Abstract

ABSTRACTIn the aftermath of the First World War, British officials were forced to contend with a threat that seemed to undermine their empire from India to Egypt. The anti-colonial revolts that spread across the world in this moment were caused by many factors from the collapse of the Ottoman Empire to far more local concerns. However, many British officials imagined these contemporaneous revolts to be caused by a pan-Islamic conspiracy. The threat of pan-Islam was inflated in the minds of these officials in large part because it fundamentally contradicted their conception of how politics should be ordered on a global scale. This article suggests that the spectre of pan-Islam helped to crystallise a methodological nationalism in imperial policies over Muslim populations. The amorphous spatiality of pan-Islam redoubled a growing commitment to bounded national spaces as a natural unit of political activity.
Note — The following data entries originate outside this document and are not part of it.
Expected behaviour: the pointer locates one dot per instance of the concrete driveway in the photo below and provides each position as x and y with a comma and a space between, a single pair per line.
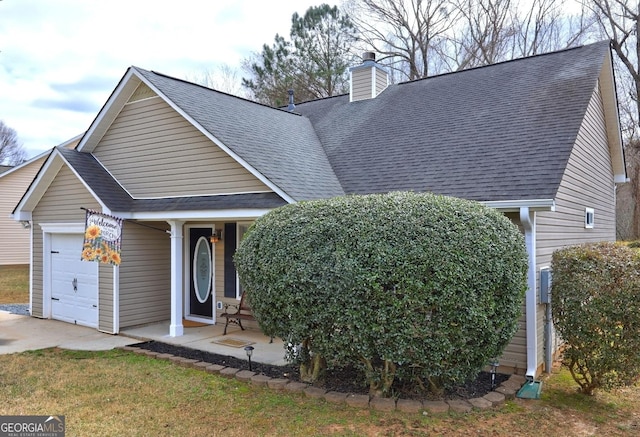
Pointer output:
20, 333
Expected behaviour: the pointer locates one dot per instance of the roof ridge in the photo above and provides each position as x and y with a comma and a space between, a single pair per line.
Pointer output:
187, 82
537, 55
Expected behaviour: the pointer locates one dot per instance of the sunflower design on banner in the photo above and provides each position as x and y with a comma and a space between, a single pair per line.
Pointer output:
102, 238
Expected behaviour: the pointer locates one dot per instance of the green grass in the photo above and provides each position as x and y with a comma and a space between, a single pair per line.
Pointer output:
122, 393
14, 284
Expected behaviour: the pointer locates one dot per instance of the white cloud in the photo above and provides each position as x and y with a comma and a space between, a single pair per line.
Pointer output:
60, 61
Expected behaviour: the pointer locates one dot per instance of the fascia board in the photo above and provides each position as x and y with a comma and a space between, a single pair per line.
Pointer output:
515, 205
116, 101
38, 187
219, 143
612, 119
226, 214
104, 207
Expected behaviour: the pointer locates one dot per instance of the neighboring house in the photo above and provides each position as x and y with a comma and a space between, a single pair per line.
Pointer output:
536, 138
15, 247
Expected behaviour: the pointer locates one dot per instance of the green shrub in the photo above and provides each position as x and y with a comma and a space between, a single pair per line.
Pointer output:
405, 286
596, 311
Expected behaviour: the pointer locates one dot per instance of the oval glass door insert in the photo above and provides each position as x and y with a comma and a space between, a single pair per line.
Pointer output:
202, 270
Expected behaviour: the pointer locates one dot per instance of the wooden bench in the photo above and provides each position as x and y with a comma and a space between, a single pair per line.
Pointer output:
242, 312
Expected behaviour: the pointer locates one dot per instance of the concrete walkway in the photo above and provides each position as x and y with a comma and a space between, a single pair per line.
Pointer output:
20, 333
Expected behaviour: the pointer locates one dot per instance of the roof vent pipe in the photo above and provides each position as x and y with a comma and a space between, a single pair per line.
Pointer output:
291, 106
368, 56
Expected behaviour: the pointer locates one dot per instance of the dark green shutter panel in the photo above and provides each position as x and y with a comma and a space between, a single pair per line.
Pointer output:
229, 267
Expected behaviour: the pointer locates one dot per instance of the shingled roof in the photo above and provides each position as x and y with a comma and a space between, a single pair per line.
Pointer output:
117, 199
280, 145
496, 133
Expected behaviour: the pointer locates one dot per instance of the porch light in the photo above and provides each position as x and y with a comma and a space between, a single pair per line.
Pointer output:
249, 351
217, 236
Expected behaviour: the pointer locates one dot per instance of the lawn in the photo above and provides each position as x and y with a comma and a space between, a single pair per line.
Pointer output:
122, 393
14, 284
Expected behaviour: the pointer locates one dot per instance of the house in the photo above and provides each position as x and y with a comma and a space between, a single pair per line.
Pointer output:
14, 181
537, 138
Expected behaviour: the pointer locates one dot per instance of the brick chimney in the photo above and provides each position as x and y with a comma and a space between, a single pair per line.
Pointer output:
367, 79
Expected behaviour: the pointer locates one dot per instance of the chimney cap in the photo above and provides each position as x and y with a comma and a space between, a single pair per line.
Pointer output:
368, 56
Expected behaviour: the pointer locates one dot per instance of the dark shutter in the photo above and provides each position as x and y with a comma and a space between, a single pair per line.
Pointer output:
229, 267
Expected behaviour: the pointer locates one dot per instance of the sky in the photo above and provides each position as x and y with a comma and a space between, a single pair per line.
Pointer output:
60, 60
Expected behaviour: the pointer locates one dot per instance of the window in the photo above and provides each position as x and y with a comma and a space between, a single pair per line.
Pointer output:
589, 218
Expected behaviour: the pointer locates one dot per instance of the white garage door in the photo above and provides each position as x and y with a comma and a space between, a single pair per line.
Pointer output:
74, 283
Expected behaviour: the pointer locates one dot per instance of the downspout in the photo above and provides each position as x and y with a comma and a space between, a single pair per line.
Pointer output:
528, 221
175, 327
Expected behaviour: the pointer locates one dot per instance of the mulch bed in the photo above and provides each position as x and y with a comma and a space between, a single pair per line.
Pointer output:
340, 380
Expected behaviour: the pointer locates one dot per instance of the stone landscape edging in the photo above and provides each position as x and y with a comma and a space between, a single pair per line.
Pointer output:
505, 391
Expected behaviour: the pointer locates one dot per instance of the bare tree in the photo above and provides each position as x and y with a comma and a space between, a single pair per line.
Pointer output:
407, 33
223, 78
485, 33
619, 20
547, 26
11, 152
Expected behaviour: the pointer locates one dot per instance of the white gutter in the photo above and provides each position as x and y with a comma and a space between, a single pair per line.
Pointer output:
517, 205
528, 221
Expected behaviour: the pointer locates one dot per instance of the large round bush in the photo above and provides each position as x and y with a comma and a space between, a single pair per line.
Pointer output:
407, 286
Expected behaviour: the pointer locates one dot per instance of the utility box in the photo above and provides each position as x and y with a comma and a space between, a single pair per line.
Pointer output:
545, 285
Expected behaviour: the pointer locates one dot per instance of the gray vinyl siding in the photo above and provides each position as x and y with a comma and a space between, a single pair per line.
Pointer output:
381, 81
14, 237
145, 274
60, 204
154, 152
361, 84
105, 298
587, 182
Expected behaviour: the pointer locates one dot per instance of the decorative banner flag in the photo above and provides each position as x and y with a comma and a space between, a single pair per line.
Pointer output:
102, 238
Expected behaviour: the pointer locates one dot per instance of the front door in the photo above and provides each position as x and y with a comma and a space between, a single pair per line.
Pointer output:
200, 273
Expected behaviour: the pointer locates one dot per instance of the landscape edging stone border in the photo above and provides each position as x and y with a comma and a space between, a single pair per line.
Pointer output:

To those officials obsessed with pan-Islam, it was so frightening precisely because it questioned the spatial paradigm through which they understood the world. Other officials saw pan-Islam as a minor nuisance, because they believe that such transnational politics could not possibly survive in a world inherently ordered into contiguous nations. The threat of pan-Islam helped to push both sets of officials into a methodological nationalism, but some saw nationalism as inevitable while others feared that Islam was a compelling threat to a European-dominated inter-national order.